Stage merging/reordering was made possible by 'unified shaders', that's R600/R700 era, but NGG also claimed better multithreading where the 4 geometry units would process 'more than 17' (?!!) primitives instead of only 4 per cycle. And that probably did not work as expected in real-world scenarios.
The whitepaper gives the following statement:
"The “Vega” 10 GPU includes four geometry engines which would normally be limited to a maximum throughput of four primitives per clock, but this limit increases to more than 17 primitives per clock when primitive shaders are employed."
The key phrase is likely "when primitive shaders are employed", and in this context probably means the total number of primitives processed (submitted + culled).
The compute shaders used to cull triangles in Frostbite (per a GDC16 presentation) cull one triangle per-thread in a wavefront, which is 16-wide per clock. There would be more than one clock per triangle, but this peak may be assuming certain shortcuts for known formats, trivial culling cases, and/or more than one primitive shader instantiation culling triangles.
Factors such as cache bandwidth between fixed function triangle processing blocks and general purpose processing units could have been the limit, even if inefficient scheduling of small batches was not. Navi should have improved upon this with larger caches and narrower SIMD wavefronts with better locality, which could have finally enabled the benefits of the 'automatic' path.
Going by how culling shaders work elsewhere, there's also the probability that a given wavefront doesn't find 100% of its triangles culled, the load bandwidth of the CUs running the primitive shaders is finite, and there's likely a serial execution component that increases with the more complex shader.
The merged shader stages don't eliminate the stages so much as they create a single shader with two segments that use LDS to transfer intermediate results.
Navi does do more to increase single-threaded execution, doubles per-CU L1 bandwidth, and the shared LDS may allow for a workgroup to split the merged shader work across two CUs.
I understand this is based on a
PS4 'triangle sieve' technique when the vertex shader is compiled and executed twice - first through the computer shader 'stage', only to compute the position attributes and then discard invisible primitives (back-faced triangles) from the draw call, and then as the 'real' full vertex shader 'stage' on the remaining primitives. That explains these references to 'general-purpose' and 'compute-like' execution and the statistics of '17 or more' primitives from 4 geometry processing blocks.
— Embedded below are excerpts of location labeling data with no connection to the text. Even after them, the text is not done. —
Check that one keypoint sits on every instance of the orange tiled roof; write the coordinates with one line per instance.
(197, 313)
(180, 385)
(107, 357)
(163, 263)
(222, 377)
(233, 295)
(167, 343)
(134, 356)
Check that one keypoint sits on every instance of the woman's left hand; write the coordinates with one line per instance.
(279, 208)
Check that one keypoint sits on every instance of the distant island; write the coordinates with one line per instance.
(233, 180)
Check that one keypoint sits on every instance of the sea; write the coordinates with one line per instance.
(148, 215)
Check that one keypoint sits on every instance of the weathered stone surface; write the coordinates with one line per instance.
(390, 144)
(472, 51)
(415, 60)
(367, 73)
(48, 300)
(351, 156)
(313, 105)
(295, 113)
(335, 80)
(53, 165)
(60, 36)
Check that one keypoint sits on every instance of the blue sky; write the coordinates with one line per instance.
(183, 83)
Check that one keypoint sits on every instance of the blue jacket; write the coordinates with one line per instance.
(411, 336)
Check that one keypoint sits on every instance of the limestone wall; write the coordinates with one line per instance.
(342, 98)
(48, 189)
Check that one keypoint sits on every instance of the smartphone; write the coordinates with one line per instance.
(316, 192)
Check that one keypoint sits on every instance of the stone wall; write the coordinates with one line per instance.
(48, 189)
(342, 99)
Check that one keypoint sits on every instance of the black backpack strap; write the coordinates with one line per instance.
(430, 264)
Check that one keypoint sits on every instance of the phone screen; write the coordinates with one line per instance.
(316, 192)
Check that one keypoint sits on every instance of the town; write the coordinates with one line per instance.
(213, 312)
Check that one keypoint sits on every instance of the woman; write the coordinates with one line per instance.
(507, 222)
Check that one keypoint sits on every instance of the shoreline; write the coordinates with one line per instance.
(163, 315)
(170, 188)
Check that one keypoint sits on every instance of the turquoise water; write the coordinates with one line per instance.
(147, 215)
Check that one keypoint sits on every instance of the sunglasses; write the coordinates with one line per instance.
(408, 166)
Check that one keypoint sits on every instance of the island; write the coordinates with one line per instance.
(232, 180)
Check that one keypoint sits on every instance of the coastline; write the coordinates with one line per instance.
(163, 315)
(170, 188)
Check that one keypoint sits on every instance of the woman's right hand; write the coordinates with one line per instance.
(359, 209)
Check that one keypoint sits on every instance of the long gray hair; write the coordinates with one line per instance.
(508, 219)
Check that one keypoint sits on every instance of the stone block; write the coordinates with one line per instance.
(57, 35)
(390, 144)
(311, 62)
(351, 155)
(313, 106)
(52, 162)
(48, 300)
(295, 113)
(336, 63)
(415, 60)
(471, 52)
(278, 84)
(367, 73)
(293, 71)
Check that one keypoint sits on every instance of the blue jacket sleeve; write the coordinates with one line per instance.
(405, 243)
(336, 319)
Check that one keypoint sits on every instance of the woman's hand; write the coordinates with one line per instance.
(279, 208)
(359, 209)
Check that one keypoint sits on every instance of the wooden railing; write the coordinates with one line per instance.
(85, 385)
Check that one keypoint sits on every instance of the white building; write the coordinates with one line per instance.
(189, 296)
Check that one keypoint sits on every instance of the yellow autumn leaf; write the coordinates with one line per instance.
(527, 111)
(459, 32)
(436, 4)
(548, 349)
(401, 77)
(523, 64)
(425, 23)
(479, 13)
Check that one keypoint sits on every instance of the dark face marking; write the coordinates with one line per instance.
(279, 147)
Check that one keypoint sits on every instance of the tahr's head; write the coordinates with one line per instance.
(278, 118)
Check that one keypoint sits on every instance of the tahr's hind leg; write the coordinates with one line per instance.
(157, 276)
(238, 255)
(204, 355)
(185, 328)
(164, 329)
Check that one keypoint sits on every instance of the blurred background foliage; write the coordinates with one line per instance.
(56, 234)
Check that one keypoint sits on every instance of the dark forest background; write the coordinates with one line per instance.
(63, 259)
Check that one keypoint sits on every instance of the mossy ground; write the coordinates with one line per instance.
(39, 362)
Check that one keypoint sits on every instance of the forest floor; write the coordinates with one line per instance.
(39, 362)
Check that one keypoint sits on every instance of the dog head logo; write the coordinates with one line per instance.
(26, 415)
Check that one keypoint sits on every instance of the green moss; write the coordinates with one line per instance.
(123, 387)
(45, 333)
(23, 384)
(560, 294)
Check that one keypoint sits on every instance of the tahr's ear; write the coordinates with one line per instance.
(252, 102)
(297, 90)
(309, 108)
It does have significant similarities conceptually with compute shader culling and primitive shaders. Versus compute shaders, the PS4's method has microcoded hooks that allow this shader to pass triangles to the main vertex shader via a buffer that can fit the L2, which a separate compute shader pass cannot manage. That said, Mark Cerny even stated that this was optional since it would require profiling to determine if it was a net win.
AMD's primitive shader would have done more by combining the culling into a single shader invocation that had tighter links to the fixed-function and on-die paths, versus the long-latency and less predictable L2. The reduced overhead and tighter latency would have in theory made culling more effective since the front end tends to be significantly less latency-tolerant. However, it's redundant work if fewer triangles need culling, and the straightline performance of the CU and increased occupancy of the shader might have injected marginally more latency in a place where it is more problematic than in later pixel stages.
It's also possible that there were hazards or bugs in whatever hooks the primitive shader would have had to interact with the shader engine's hardware. There are mostly-scrubbed hints at certain message types and a few instructions that mention primitive shaders or removing primitives from the shader engine's FIFOs, which might have been part of the scheme. However, fiddling with those in other situations has run into unforgiving latency tolerances or possible synchronization problems.
If AMD is able to analyze code dependencies to discard instructions that do not contribute to final coordinate output, they don't even need programmer's input in making this 'automatic' shader very efficient to run.
That was AMD's marketing for Vega, right up until they suddenly couldn't. Existing culling methods show that it frequently isn't difficult to do (PS4, Frostbite, etc.), but for reasons not given it wasn't for Vega.
Navi supposedly has the option available, but what GFX10 does hasn't been well-documented.
However, AMD also said in the Vega 10 whitepaper there could be other usage scenarios beyond primitive culling - though they did not pursue these possibilities so far:
It's fine in theory, and some of the descriptions of the overheads avoided with deferred attributes came up a few times with AMD and with Nvidia's mesh shaders.
I've categorized all those as some kind of primitive shader 2.0+ variant, and haven't given them as much thought given AMD hadn't gotten to 1.0 (still not sure what version Navi's would be).